Ahmed’s candour at the summit was a rare moment of honesty from within government ranks. He called for urgent diversification of Nigeria’s energy mix and increased private investment in gas infrastructure, noting that “a constructive approach to developing our other energy sources would have the potential to enable sustained growth in our economy, create jobs and expand the country’s revenue base.”
But such investment will not come where policy uncertainty reigns. Investors are wary of a regulatory environment that changes with every administration, pricing regimes that lack transparency, and gas policies that are heavy on political symbolism but light on delivery.
The current administration must also confront the class and regional inequalities embedded in its energy policy. While CNG expansion is more visible in southern urban centres, rural and northern areas remain largely excluded. A truly national energy transition cannot be built on urban convenience.
Then there is the cost barrier for ordinary Nigerians. Converting a petrol engine to CNG can cost anywhere between ₦500,000 and ₦1.2 million. This is a near-impossible sum for the average commercial driver already battling inflation and poor income. Without affordable financing options or conversion subsidies, CNG adoption will remain limited to fleet owners and government projects.

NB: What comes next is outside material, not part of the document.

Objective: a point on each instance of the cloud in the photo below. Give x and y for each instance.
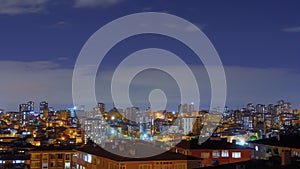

Energy transition must be more than a media narrative. Countries like India and Brazil built their CNG economies through massive public-private partnerships, price stability, and widespread consumer incentives. Nigeria, by contrast, is attempting to leap into the future on the back of press releases and pilot projects.
To truly earn the trust of citizens, the government must close the credibility gap and fast. That means accelerating investment in CNG infrastructure, streamlining regulations, guaranteeing stable pricing, and involving the private sector meaningfully. Above all, it must show results, not rhetoric.
Until then, Nigeria’s taunted CNG revolution will remain exactly that: a revolution spoken, not seen.